Mr Nice
- First edition
- Author: Howard Marks
- Language: English
- Subject: Autobiography
- Genre: Non-fiction
- Publisher: Secker & Warburg
- Publication date: 1996
- Publication place: United Kingdom
- Media type: Print (hardback and paperback)
- Pages: 466 pp
- ISBN: 0-436-20305-7

= Mr Nice (book) =

1996 autobiography by Howard Marks

Mr Nice is the autobiography of former drug dealer Howard Marks. Published in 1996, it became an international bestseller due in large part to the humour and unabashed bravado the author uses to describe his life and the sheer scale of his drug deals involving, among others, the CIA, MI6, the IRA and the Mafia. The book received mostly positive reviews, though some critics were initially sceptical of some of the more outlandish details portrayed. It was adapted for film in 2010 as Mr Nice.

==Overview==
Welsh born Marks began small scale dealing of hashish in the late 1960s while at Oxford University studying nuclear physics and, later, a postgraduate degree course in philosophy.

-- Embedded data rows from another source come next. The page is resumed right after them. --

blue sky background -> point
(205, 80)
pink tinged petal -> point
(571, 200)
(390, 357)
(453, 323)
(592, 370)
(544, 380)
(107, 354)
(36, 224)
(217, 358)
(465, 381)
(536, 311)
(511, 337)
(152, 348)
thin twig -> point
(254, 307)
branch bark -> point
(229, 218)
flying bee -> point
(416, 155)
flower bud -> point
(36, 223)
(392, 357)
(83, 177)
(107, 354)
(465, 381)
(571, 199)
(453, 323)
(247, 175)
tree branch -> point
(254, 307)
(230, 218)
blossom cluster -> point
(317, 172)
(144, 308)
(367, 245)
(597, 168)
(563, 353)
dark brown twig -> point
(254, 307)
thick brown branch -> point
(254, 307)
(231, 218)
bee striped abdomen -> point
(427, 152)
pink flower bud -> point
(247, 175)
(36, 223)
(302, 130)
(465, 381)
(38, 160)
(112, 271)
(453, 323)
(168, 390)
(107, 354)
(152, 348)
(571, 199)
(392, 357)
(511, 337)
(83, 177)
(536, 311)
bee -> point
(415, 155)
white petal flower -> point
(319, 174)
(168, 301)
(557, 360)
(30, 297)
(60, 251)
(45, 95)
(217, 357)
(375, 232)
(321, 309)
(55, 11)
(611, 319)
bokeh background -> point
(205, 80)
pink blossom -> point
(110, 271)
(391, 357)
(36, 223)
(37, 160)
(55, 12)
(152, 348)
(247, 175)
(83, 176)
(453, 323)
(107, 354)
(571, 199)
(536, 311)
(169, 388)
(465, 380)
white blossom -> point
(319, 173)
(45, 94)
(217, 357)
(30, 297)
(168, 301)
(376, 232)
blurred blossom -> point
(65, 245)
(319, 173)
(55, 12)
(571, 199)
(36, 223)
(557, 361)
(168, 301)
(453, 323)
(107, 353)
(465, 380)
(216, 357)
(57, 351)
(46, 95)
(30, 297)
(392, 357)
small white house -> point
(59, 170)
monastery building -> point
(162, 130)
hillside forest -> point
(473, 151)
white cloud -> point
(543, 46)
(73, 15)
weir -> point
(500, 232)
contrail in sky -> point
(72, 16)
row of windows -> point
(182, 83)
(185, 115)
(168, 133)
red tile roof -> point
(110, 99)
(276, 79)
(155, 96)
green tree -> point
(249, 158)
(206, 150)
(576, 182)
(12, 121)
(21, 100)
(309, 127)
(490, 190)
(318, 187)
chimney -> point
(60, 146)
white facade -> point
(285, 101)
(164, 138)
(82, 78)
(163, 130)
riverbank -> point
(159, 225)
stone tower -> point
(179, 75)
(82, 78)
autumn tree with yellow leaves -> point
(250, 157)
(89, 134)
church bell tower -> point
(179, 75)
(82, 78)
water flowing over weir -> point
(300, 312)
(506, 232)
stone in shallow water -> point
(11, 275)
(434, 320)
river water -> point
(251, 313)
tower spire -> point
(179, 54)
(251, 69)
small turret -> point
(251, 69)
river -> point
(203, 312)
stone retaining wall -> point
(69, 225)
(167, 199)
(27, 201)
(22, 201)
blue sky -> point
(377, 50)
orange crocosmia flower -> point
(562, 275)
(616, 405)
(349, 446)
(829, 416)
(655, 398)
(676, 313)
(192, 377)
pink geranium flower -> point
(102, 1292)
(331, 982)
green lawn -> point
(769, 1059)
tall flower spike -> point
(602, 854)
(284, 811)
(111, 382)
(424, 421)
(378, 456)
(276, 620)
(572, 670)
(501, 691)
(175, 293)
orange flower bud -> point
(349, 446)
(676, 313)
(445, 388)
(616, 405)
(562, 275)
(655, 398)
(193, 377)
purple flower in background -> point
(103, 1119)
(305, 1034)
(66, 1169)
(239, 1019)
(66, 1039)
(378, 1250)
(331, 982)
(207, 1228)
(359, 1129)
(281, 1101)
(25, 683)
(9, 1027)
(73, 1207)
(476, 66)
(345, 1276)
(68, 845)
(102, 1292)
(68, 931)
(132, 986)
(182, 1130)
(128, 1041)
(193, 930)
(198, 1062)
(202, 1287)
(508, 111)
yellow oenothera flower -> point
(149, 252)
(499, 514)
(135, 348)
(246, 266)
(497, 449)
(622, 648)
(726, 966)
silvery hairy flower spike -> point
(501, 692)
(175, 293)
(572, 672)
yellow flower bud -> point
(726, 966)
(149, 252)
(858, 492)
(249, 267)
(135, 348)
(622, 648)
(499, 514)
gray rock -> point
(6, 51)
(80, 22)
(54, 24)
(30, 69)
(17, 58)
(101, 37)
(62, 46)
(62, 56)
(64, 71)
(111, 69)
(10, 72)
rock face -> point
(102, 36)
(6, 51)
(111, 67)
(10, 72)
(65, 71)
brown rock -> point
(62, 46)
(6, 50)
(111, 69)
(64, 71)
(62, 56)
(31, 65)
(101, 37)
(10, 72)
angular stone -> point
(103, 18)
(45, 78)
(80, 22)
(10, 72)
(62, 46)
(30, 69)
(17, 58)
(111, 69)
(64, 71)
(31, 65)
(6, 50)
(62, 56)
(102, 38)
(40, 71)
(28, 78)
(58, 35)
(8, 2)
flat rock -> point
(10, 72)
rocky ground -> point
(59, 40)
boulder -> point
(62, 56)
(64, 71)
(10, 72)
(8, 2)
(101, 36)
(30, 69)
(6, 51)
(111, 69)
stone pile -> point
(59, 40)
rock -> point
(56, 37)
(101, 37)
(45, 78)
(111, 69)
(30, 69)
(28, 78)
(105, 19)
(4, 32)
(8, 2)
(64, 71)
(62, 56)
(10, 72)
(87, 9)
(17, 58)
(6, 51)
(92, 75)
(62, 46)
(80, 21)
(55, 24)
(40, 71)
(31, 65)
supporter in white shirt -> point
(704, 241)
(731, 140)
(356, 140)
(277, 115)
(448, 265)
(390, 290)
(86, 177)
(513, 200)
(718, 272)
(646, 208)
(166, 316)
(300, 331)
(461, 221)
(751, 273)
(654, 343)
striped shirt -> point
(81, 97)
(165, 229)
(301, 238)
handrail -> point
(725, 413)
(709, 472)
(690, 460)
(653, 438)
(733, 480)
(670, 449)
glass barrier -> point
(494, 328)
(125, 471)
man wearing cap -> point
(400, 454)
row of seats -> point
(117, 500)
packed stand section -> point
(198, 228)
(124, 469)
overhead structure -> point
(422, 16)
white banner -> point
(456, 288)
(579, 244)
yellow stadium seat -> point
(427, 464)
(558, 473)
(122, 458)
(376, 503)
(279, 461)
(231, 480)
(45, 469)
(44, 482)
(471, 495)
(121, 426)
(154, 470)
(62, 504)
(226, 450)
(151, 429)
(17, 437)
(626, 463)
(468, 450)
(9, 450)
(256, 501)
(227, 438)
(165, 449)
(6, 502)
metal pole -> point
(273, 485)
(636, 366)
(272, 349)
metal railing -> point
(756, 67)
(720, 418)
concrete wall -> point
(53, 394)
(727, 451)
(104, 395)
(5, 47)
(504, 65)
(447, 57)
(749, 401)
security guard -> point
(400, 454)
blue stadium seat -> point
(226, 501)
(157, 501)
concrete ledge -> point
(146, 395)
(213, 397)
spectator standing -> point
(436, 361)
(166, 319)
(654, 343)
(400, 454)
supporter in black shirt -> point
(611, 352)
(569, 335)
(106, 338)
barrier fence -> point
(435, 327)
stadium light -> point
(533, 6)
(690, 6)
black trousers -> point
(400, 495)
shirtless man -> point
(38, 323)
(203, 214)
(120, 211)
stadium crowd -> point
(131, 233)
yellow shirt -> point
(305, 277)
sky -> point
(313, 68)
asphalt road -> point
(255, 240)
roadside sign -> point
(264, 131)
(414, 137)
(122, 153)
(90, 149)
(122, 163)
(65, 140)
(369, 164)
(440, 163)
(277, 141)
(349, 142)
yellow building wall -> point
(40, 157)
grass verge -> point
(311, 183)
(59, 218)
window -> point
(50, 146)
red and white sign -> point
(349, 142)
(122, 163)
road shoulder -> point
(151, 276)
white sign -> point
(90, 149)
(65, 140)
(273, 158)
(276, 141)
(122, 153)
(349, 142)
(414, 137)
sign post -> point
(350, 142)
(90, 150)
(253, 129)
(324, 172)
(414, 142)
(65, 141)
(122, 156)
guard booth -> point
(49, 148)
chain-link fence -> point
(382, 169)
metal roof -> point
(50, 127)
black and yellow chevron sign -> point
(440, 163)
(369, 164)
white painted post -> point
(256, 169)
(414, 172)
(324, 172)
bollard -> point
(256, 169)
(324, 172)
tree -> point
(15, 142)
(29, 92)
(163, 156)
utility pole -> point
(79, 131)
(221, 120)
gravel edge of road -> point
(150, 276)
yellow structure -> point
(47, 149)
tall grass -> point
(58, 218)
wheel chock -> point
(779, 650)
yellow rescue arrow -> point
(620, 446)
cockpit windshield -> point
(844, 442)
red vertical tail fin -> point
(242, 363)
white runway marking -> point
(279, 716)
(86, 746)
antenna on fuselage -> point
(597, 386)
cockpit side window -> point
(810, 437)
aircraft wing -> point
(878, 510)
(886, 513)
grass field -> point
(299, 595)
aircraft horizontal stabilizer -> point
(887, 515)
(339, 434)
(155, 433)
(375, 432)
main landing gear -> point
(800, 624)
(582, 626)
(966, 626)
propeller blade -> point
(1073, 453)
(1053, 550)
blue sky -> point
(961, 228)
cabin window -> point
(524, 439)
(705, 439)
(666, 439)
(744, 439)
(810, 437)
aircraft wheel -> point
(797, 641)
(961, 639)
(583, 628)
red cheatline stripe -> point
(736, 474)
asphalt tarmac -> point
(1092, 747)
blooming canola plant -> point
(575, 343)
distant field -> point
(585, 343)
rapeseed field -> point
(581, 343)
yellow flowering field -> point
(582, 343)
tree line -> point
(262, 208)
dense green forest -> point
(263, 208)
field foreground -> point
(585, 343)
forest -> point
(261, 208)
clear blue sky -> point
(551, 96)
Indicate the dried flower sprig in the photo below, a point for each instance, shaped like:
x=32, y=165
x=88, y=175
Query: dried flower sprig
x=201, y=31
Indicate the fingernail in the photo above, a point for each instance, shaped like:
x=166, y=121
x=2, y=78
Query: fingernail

His activities rapidly expanded after a chance meeting with a Pakistani supplier made him realise how lucrative drug smuggling could be. After teaming up with Jim McCann, a senior member of the IRA, his business was soon bringing in huge amounts of cash and he began setting up various legitimate businesses as a front, to launder the proceeds of his hashish smuggling. At one time he claims to have had 25 such companies, 89 phone lines and 43 aliases, including the name used for the title of this book, Mr Nice, an alias he adopted after buying a passport from a convicted murderer of that name.

Following his arrest in 1980 in a combined operation by British and Spanish police, Marks managed to avoid a lengthy sentence by claiming to be a spy for the British intelligence agency MI6. He was eventually caught again, this time by the American DEA, and sentenced to life in prison at Terre Haute federal penitentiary in Indiana. He was released after seven years and allowed to return to the UK.

==Film adaptation==
The book was adapted into a film Mr Nice in 2010, directed by Bernard Rose and starring Rhys Ifans and Chloë Sevigny.